NodeJS wrapper for the Kafka REST Proxy

Downloads

1,100

Readme

kafka-rest

kafka-rest is a node.js library for the Kafka REST Proxy. It provides a thin wrapper around the REST API, providing a more convenient interface for accessing cluster metadata and producing and consuming Avro and binary data.

Getting Started

You can install the kafka-rest library via npm:

npm install kafka-rest

The only required dependency is async. However, some additional libraries are required to run the examples and are included as devDependencies.

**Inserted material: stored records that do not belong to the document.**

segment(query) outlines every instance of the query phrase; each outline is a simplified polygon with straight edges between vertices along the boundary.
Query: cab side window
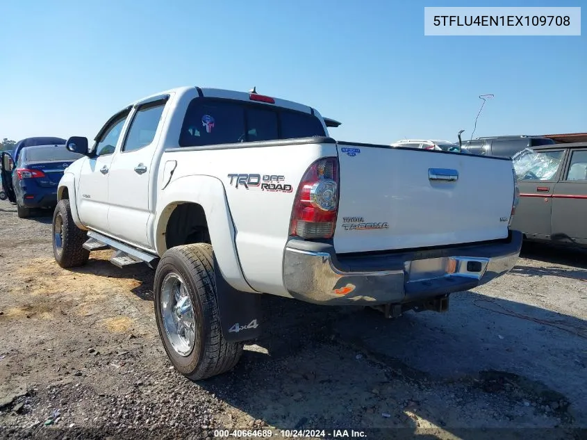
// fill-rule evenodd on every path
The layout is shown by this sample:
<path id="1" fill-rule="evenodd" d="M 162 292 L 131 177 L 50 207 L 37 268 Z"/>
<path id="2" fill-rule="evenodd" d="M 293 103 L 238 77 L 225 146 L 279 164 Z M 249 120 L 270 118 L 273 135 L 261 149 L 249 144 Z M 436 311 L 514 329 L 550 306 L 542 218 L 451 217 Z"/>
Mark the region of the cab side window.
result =
<path id="1" fill-rule="evenodd" d="M 561 149 L 555 152 L 524 152 L 513 162 L 516 177 L 518 180 L 552 180 L 559 170 L 563 153 Z"/>
<path id="2" fill-rule="evenodd" d="M 587 150 L 572 152 L 566 180 L 587 180 Z"/>
<path id="3" fill-rule="evenodd" d="M 92 149 L 96 152 L 96 156 L 106 156 L 114 153 L 128 115 L 128 112 L 120 115 L 104 130 Z"/>
<path id="4" fill-rule="evenodd" d="M 153 142 L 165 108 L 165 101 L 158 101 L 142 106 L 137 110 L 122 151 L 133 152 Z"/>

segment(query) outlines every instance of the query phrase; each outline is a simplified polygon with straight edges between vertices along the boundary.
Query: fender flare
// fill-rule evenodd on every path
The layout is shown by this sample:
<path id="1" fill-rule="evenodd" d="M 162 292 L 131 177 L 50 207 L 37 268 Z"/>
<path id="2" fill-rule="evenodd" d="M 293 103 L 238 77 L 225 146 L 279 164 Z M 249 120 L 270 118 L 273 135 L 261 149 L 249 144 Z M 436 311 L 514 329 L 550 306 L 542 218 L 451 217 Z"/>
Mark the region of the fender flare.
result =
<path id="1" fill-rule="evenodd" d="M 261 295 L 247 282 L 235 243 L 235 229 L 222 182 L 216 177 L 192 175 L 172 180 L 159 191 L 158 208 L 151 237 L 157 254 L 167 250 L 165 231 L 176 206 L 183 203 L 199 204 L 206 214 L 208 231 L 214 250 L 216 300 L 220 327 L 231 342 L 254 339 L 261 334 L 261 326 L 249 326 L 261 320 Z"/>
<path id="2" fill-rule="evenodd" d="M 235 232 L 222 182 L 216 177 L 192 175 L 178 177 L 158 192 L 152 243 L 158 255 L 167 250 L 165 229 L 173 210 L 183 203 L 199 204 L 206 214 L 210 239 L 222 277 L 234 288 L 256 293 L 247 282 L 235 243 Z"/>
<path id="3" fill-rule="evenodd" d="M 77 211 L 77 198 L 76 194 L 76 178 L 75 174 L 71 172 L 63 173 L 63 177 L 59 181 L 59 186 L 57 188 L 57 201 L 59 202 L 63 198 L 63 192 L 65 188 L 67 189 L 67 194 L 69 199 L 69 208 L 72 210 L 72 218 L 74 219 L 74 223 L 76 224 L 80 229 L 88 231 L 88 228 L 83 225 L 79 218 L 79 214 Z"/>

Next, make sure you have Kafka, the Schema Registry (if using Avro), and the Kafka REST Proxy running. The Confluent Quickstart and REST Proxy documentation explains how to do this step-by-step.

API

Start by requiring the library and creating a KafkaRest object to interact with the server:

var KafkaRest = require('kafka-rest');
var kafka = new KafkaRest({ 'url': 'http://localhost:8082' });

Metadata

The API mirrors the REST API closely: there are resources for Brokers, Topics, Partitions, and Consumers, and these are available in the KafkaRest object. For example, to get a list of brokers (we'll skip error checking to keep things simple):

// kafka.brokers is a Brokers instance, list() returns a list of Broker instances
kafka.brokers.list(function(err, brokers) {
    for(var i = 0; i < brokers.length; i++)
        console.log(brokers[i].toString());
});

Objects generated from API responses will have a field raw where you can get at the raw response data. For the brokers, brokers[i].raw would just be a number because the broker list API only returns broker IDs.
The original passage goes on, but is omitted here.